In 2014, medical regulators in Europe said they were minded to approve what they were told was a new medical device designed to treat incontinence. Close inspection may have revealed it was actually part of a bag used to hold oranges, bought from a supermarket by a journalist.
When presented with a completely fictional file of clinical evidence – which included the information that there was no data to support the safety of the product, and that one in three women would be scarred by it – three of the organisations allowed to approve devices for sale in Europe suggested there would be no problem taking it to the market.
That investigation, by the Dutch journalist Jet Schouten, suggested there was something very wrong in the world of medical devices. Other stories have underlined those concerns.
Last year, the Guardian wrote extensively about the harm done by vaginal mesh in the UK and Australia, unearthing figures showing thousands of women had undergone surgery to remove products that had caused complications.
The manufacturers of Essure, a permanent contraceptive, have been withdrawing it from markets around the world after reports of problems from thousands of women.
In Australia, women allegedly suffering from nickel poisoning and chronic pain have been urged to join a class action gainst the manufacturer.
In the UK and US, there is ongoing legal action taken by patients suffering pain and injuries caused by metal hip implants, while others suffering from faulty breast implants sold by the French manufacturer PIP are still fighting for compensation.
In Europe alone, the medical technology market is estimated to be worth €110bn (£98bn) a year. For this project we have focused on just part of it – the devices that end up inside people.
From tiny metal coils used as permanent contraceptives, to replacement metal hip joints, these fulfil a huge range of jobs and have improved many people’s lives. But when things go wrong the results can be catastrophic: patients living with chronic pain, needing surgery to put things right, sometimes living with a failed device inside their body for the rest of their days, or even dying.
Sometimes those failures are one-offs, but in other cases there have been repeated problems with devices, and it is these that are the focus of our investigation.
How many people need to report problems before regulators get involved? What happens when they do? How did these faulty implants make it on to the market in the first place? And how do prospective patients find out how safe something is before they go under the knife?
The Guardian has looked at a range of devices now known to have caused harm to patients to find out what went wrong and whether the problems could have been caught earlier.
We have followed their histories to find out how and where they were approved by regulators, when the first warning signs were spotted and what responses these prompted. Was there something wrong with the whole process? Were there weaknesses in the system? Are there improvements that can be made?
Healthcare systems are very different around the world, but manufacturers often operate globally. In Europe, makers have to get approval from only one notified body to give them access to the Conformité Européenne (CE) mark that allows them to sell a product. These notified bodies – organisations such as the British Standards Institution – hold the key to access to many millions of patients.

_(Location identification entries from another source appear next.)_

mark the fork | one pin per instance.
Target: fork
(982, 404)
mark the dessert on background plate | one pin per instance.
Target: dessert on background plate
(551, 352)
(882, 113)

The Guardian has been able to examine the different hoops through which manufacturers have to jump to get their products into use in different parts of the world.
We have trawled through thousands of documents relating to product recalls around the world, and heard from dozens of patients who have suffered complications linked to their medical implants.
We have found tales of products allowed on to the market without testing because they resembled another already on sale, and of implants being recalled but patients not told they had one of the affected devices inside them.
We have heard from patients whose repeated complaints to doctors were brushed aside and whose symptoms were not linked to their implants until they had endured months of suffering.
We have also found an industry that is hard to scrutinise: registries of implants that are incomplete or non-existent, regulators who are unable to reveal which products they have received complaints about because of confidentiality rules, and legal settlements that are subject to non-disclosure agreements so patients can never report what happened to them.
Of course, there are many implants that change people’s lives for the better. Medical innovations have saved people’s lives and helped them live longer.
This investigation comes at an important time for the industry.
In the US, there is a push towards loosening regulation and making it easier for manufacturers to get their devices to market more quickly.
In Australia, an independent review of medical devices in 2016 recommended a registry be created for all high-risk implantable devices, such as breast implants and cardiac pacemakers. But more than two years later, the government is yet to adopt this recommendation.
By contrast, in Europe the rules are being tightened, with new medical devices regulations (MDR) due to come into effect in 2020.
But our investigations suggest the opportunity to solve many problems is likely to be lost as industry lobbying has led to proposals being watered down.
As a result, some of the problems we have found will not go away under the new rules. Reports of injuries and incidents linked to devices will in the main be kept from public scrutiny, manufacturers will still be able to get approval for implants they have not fully tested, the notified bodies that approve them will still lack medical experts on their panels, and patients will still struggle to find out the facts.
To help fill some of the information void, the International Consortium of Investigative Journalists is making available the International Medical Devices Database of information from partners around the world.